With the success of massive RPGs like Baldur’s Gate 3 that actually offer player choice again, Peterson is excited to release his game to an audience that does want more again. After a rough period of RPGs where player choice and ingenuity were watered down, there’s now a hunger for more branching paths and player freedom.
Acting like it was the players fault for not wanting that, instead of the companies not wanting to spend the money on the needed complexity…
It’s companies acting like people who play games are all middle school aged boys that’s the problem.
Considering how a loud minority reacts to anything that they don’t like…
I think even when the companies have a bit of money, they tend to go overboard. I think eg. Baldur’s Gate 3 is actually so long that it’s problematic, I would have been quite happy with it at 2/3rds the length it is. Even worse would be something like Pillars of Eternity 2 - it’s great, but it goes on forever and didn’t make any money. There’s too much of it.
Give us more games like Disco Elysium. Not that long, tonnes of replayability, and more importantly, it’s different. Really different. And the “moral choices” actually mean something.
It’s not necessarily even more expensive to develop, it just impossible to do with the management techniques brought in recent years. Techniques brought in with the intention of streamlining personnel management and to make lay offs easier.

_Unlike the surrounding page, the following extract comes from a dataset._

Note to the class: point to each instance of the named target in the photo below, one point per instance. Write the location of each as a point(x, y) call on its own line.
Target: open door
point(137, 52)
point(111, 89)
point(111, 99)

It’s added complexity, which costs effort and thus money. The lack of established teams of course does not help
But you could also make the same argument about graphical fidelity, which has been pushed further and further for decades, greatly swelling the cost of production
Because it is an easy metric and looks good in trailers. Indie games prove again and again, that good games come from good gameplay and not from photo realistic graphics
I agree, but my point was that cost isn’t a sufficient explanation.
I think I particularly agree with @megopie@beehaw.org: one reason we see photo-realism instead of more stylised graphics is that it is more generic, and thus less dependent on a specific team.
The more artistic/creative your work, the less interchangeable your workers are.
I hadn’t even thought about preferences for photorealism being a streamlining thing, but it does fit the idea.
I think it’s also a risk aversion thing as well. Few people will complain about a game looking realistic, so it’s very low risk from the point of view of publishers/investors/marketing. Most people will prefer a unique and stylized look that meshes with the game, but investors and marketing teams can’t be sure in any given case, so it’s written off as a risk.
It’s a question of longer development time with smaller teams, or short timelines with big teams. A small team working on content in series is more cohesive, but, requires a longer timeline. A big team can do a lot in a short time by making content in parallel, but this necessitates that content be siloed to prevent needing constant revision. A few long quest lines with lots of outcomes, or a bunch independent quests with simple outcomes.
A small team working longer will cost the same as a big team working shorter (generally speaking). But the priority is short timelines, for the sake of chasing trends and packing the latest greatest tech in. This same kind of priority also leads to spectacular failures of long timeline games, like “black flag” or “duke nukem forever “. The issue there is not the long timeline, but the constant changes in priority to chase trends.